I’m curious to know if you have heard bickering or sensed some tension between competitive artists when they spoke during an art association meeting, while attending a gallery opening or art conference, exhibiting next to each other in an outdoor fair, or participating in a plein air painting event. Those uncomfortable situations sometimes happen, especially when there is a large prize or commission at stake.
That kind of rivalry occurred in the 16th century in Venice, Italy, when three of the greatest masters were vying for patronage from wealthy noblemen, merchants, and members of the clergy. Titian (ca. 1488–1576), Tintoretto (1518–1594), and Veronese (1528–1588) spent almost four decades competing with one another, and the evidence of their rivalry is the theme of an extraordinary exhibition at the Museum of Fine Arts, Boston. The show, Titan, Tintoretto, Veronese: Rivals in Renaissance Venice (March 15 through August 16), explores the artistic exchange between three of the first masters to use oil paints and the degree to which they challenged one another in the execution of large canvases.
Venetian artists were at a disadvantage before the introduction of oil paints because the city’s humid climate made it difficult to create frescoes and panel paintings with water-based materials like egg tempera and plaster. However, when oil painting on canvas was introduced, young Titian took full advantage of the rich colors and textures of the paints, as well as the ability to work on large pieces of lightweight canvas. He was able to sell his pictures to Venetians who were among the wealthiest patrons in all of Europe. Soon young Tintoretto was competing with Titian by working faster and more aggressively, forcing the older artist to be less subtle and detailed in his paintings.
Before long, Veronese started modeling himself after Titian and won commissions in his hometown of Verona and, eventually, in Venice. Then the three artists began to play a game of one-upmanship by painting the same subjects and by showing that one could paint a subject—such as armor—better than the others. Although the rivalry annoyed the three masters, it actually made each of them a better artist. Their productivity, skill, and inventiveness increased rapidly, if only because they had to be better than their competitors.

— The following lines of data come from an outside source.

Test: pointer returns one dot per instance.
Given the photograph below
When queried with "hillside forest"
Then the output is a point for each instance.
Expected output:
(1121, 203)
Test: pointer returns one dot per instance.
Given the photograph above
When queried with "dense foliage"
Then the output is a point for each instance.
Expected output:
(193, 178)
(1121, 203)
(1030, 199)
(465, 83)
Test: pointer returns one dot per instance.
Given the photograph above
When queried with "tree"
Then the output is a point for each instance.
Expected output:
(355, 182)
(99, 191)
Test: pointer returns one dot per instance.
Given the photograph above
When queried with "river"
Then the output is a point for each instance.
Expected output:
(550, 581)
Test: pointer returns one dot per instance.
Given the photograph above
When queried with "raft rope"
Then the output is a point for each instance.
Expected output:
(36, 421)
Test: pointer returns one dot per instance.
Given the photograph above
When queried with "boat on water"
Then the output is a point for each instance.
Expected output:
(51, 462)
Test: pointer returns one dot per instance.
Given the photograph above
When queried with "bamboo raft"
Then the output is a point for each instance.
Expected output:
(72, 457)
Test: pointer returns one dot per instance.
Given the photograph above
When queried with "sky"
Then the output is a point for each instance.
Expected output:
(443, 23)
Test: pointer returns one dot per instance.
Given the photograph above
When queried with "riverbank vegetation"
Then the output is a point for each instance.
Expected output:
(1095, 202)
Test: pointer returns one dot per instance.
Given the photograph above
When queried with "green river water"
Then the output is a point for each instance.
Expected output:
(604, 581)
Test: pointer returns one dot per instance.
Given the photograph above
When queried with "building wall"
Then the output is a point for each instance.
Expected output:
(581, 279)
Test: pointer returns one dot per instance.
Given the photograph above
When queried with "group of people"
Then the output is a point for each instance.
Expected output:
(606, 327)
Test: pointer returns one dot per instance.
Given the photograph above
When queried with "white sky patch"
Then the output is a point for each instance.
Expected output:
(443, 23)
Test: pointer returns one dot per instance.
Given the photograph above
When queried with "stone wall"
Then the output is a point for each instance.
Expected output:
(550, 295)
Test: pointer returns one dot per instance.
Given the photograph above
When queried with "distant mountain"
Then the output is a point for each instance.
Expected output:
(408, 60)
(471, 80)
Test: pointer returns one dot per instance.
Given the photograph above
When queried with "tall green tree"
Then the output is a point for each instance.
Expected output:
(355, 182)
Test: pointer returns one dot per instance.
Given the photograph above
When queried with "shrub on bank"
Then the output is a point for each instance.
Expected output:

It would be nice to think that great artists respect and encourage each other, but we know that wasn’t the case in the 16th century, and it isn’t the reality today. Sometimes squabbles and disagreements are damaging, but hopefully a healthy competition will motivate artists to work to their best ability as it did with Titian, Tintoretto, and Veronese. I’d be curious to know if you have experienced these kinds of stimulating rivalries.